This is supposedly the final “Final Destination,” but that’s a song we’ve heard before. The fourth installment of the decade-old franchise also turns out to be a movie we’ve seen before, a chain of gruesome death scenes supposedly connected to the victims’ untimely escape from a catastrophe and the need to restore some sort of universal balance by killing them all off in the order they would have perished in the disaster. The level of invention in terms of fashioning baroque modes of demise has been falling off throughout the series, and here it reaches a new low. When a falling bathtub takes out one character and a rock thrown up by a lawnmower another, you know things have come to a bad pass. Even the addition of 3D to the mix has only modest effect: the first time you see bits of machinery or gobs of bloody body parts speeding toward your face, some discomfort is assured, but it’s a device that pales on repetition. Tedium soon sets in.

In the first “Destination,” the disaster the doomed avoided was an air crash; in the second, it was a chain-reaction roadway accident; in the third, a roller-coaster mishap. This time around, the characters escape being mowed down in a massive pile-up at a stock-car racetrack thanks to the premonition of Nick (Bobby Campo). But they can’t elude the fickle finger of fate, or the determination of the Grim Reaper if you prefer, shuffling off this mortal coil courtesy of such devices as a swimming pool pump gone berserk, a car wash run amuck, that wayward bathtub, and an exploding theatre showing, of course, a 3D movie (heh, heh). Some of the Rube Goldberg contraptions work and others fail, but the attempts keep coming.

It goes pretty much without saying that in a movie that’s all about grisly death scenes and near-escapes, there’s not much room for such narrative niceties as logic or characterization. One’s introduced merely to stock figures whose only purpose is to serve as fodder for the Reaper’s conspicuously dull blade, which sometimes finds its mark but sometimes needs a second or third chance (red herrings abound, in terms of actual death scenes, because Nick keeps having premonitions). Primary among them is Campo’s Nick, a callow sort of fellow who, along with obligatory girlfriend Lori (Shantel VanSanten) tries to save the lives of other targeted escapees by, among other things, doing Google searches on “visions” and rushing around in futile hope of averting further disasters. Among the cardboard bozos who get their deserts—just or not you can decide—are their best friends, garrulous material girl Janet (Haley Webb) and loathsome Lothario Hunt (Nick Zano). But there are others who start out as strangers: loudmouth bigot Carter (Justin Welborn), a mechanic (Andrew Fiscella) and soccer mom Samantha (Krista Allen), whose demise has so many “almost-got-her”s that they’re beyond counting. Mykelti Williamson also appears, though one wonders why, as a guilt-ridden, alcoholic security man who’s on death’s little list too.

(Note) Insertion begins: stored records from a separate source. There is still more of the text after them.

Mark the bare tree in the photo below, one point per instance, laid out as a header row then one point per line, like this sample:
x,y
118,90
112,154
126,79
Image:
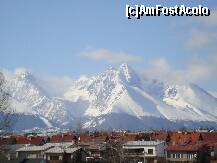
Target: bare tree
x,y
6,112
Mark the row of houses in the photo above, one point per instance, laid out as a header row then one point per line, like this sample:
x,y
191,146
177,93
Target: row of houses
x,y
125,147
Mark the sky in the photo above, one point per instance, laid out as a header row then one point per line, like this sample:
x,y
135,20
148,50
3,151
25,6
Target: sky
x,y
72,38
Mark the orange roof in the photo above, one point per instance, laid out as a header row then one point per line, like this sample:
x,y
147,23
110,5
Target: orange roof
x,y
21,140
37,140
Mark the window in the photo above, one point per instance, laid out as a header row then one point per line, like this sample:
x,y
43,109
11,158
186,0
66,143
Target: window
x,y
150,151
54,157
177,155
190,155
31,156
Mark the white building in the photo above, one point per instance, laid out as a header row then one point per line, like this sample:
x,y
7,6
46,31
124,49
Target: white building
x,y
144,151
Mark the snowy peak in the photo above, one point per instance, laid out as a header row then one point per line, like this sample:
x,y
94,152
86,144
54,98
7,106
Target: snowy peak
x,y
128,75
117,92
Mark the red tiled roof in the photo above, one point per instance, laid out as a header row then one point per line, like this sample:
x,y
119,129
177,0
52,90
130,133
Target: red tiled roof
x,y
37,140
21,140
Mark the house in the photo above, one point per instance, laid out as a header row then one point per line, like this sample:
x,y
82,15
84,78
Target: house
x,y
60,154
144,151
189,153
95,152
32,152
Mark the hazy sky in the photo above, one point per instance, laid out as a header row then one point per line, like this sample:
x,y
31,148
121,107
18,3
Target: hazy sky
x,y
71,38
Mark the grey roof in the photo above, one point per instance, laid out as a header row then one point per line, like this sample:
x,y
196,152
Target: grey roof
x,y
143,143
33,148
62,150
44,147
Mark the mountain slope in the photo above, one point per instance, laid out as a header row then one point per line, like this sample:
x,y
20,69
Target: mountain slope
x,y
117,98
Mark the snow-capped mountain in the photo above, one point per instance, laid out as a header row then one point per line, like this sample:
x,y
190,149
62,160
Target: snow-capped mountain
x,y
117,98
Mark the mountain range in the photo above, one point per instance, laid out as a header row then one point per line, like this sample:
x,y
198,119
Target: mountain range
x,y
118,98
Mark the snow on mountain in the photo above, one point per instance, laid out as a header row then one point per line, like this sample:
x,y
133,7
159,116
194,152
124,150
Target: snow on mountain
x,y
115,98
29,98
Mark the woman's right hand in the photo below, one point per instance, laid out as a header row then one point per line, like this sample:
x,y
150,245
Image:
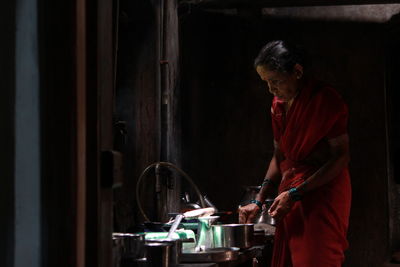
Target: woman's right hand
x,y
248,213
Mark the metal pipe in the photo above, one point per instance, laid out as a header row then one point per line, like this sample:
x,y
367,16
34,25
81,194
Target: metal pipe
x,y
170,165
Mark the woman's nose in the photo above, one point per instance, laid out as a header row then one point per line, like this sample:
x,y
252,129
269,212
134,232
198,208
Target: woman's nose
x,y
271,89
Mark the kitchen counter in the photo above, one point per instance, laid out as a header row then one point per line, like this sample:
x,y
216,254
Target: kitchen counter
x,y
258,254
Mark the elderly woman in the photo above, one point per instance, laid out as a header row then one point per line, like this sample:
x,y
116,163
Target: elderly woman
x,y
309,165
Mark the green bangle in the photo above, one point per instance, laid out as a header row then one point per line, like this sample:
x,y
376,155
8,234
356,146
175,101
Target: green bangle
x,y
258,203
268,181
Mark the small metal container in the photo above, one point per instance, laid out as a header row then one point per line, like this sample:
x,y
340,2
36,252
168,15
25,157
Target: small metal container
x,y
233,235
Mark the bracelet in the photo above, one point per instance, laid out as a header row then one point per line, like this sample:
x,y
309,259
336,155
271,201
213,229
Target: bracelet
x,y
268,181
258,203
294,194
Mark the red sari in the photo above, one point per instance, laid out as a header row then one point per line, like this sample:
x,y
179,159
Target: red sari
x,y
313,233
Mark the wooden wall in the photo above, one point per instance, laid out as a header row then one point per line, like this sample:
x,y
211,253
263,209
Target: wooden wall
x,y
146,95
7,139
227,139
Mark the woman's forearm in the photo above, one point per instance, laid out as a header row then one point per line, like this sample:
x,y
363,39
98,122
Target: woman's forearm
x,y
274,175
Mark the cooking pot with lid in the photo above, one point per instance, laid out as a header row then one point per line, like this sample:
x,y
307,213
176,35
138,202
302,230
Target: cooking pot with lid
x,y
233,235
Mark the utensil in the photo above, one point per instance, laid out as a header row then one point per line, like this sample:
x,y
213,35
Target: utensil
x,y
205,235
211,255
131,245
189,214
233,235
175,251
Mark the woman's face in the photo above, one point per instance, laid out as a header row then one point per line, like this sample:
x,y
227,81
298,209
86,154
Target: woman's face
x,y
280,84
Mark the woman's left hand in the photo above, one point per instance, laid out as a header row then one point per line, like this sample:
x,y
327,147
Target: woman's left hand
x,y
281,206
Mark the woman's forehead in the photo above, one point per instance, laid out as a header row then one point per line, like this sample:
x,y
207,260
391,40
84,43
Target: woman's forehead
x,y
265,73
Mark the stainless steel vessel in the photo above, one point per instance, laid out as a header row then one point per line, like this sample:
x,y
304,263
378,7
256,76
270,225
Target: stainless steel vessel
x,y
233,235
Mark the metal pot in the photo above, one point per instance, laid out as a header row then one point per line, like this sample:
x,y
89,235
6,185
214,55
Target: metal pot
x,y
158,254
233,235
130,245
174,251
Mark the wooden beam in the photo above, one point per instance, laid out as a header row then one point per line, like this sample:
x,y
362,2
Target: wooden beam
x,y
281,3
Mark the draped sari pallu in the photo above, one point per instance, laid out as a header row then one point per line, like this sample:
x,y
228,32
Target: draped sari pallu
x,y
313,233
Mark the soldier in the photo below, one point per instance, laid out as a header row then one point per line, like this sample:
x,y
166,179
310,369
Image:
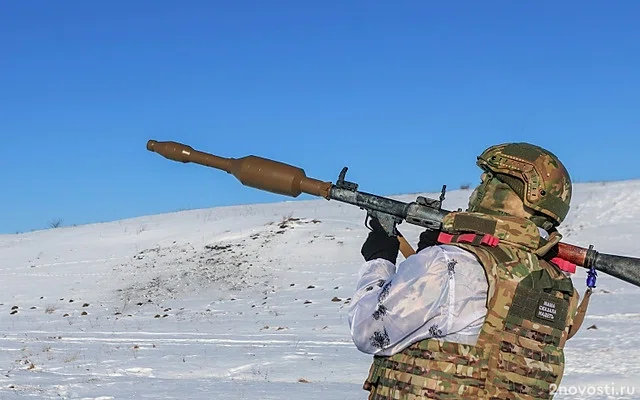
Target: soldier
x,y
480,311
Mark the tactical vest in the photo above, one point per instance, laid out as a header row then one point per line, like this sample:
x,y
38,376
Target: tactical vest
x,y
519,353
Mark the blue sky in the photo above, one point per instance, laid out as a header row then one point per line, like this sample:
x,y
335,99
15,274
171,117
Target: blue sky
x,y
406,94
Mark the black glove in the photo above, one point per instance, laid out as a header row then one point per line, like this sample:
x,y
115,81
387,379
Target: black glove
x,y
379,244
428,238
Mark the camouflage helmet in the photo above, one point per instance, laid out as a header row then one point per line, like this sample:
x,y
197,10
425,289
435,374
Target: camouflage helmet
x,y
535,174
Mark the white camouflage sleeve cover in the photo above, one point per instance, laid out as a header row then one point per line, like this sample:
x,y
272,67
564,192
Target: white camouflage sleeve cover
x,y
439,292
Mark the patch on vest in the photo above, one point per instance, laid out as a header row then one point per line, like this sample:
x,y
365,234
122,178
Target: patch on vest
x,y
547,309
539,307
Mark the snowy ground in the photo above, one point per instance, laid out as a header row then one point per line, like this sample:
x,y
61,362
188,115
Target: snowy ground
x,y
250,302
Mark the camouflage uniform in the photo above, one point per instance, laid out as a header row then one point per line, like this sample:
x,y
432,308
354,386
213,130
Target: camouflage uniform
x,y
531,303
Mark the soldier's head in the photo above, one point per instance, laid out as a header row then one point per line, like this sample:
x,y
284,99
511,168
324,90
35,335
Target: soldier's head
x,y
524,180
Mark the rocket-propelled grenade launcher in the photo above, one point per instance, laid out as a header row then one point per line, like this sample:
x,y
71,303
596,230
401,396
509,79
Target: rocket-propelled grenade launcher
x,y
288,180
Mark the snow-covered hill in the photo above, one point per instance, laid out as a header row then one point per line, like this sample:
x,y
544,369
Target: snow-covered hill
x,y
250,302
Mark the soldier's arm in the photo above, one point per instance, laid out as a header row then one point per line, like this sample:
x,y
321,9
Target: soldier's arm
x,y
390,306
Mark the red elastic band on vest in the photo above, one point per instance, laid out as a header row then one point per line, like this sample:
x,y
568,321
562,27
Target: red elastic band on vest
x,y
444,238
564,265
487,239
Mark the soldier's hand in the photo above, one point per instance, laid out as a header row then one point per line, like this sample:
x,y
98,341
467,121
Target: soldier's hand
x,y
380,245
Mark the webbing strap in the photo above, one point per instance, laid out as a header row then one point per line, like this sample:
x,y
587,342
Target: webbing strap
x,y
580,313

He actually tries to invest the character with a little depth and even some humor, to no avail.

Apart from him, the acting is strictly of amateur-theatre quality, and the ineptitude is actually accentuated by the 3D process that shoves the performers into our faces. But one doubts that even thespians of Tandy and Cronyn caliber could have breathed much life into the alternately tedious and ridiculous lines provided them by Eric Bress, who also penned the second picture in the franchise and was out of ideas even then. And the direction by David R. Ellis, also a veteran of “Destination 2” who afterward went on to the Internet-smash, boxoffice-bomb “Snakes on a Plane,” seems more the workmanlike effort of a traffic cop than a real moviemaker. He moves the expository scenes along too phlegmatically, speeding up when the opportunity presents itself for another mediocre-CGI action sequence. The technical aspects of the picture are what you’d expect from this sort of thing; remember what “My Bloody Valentine 3D” looked like, with lots of protruding objects sticking out into the audience? More of the same here. You do have to feel a bit of compassion for cinematographer Glen MacPherson, though; the effort to choreograph everything for maximum in-your-face effect must be wearying.

The one good thing about “The Final Destination” is that at least it lacks a knife or chainsaw-wielding villain. Here it’s all about things “accidentally” moving around to cause mishaps, and that’s at least less ugly. But it doesn’t make for a very pleasurable picture. Warner Bros. is demanding a surcharge of viewers for the privilege of seeing the movie in 3D. Actually the company should be paying them for sitting through it at all.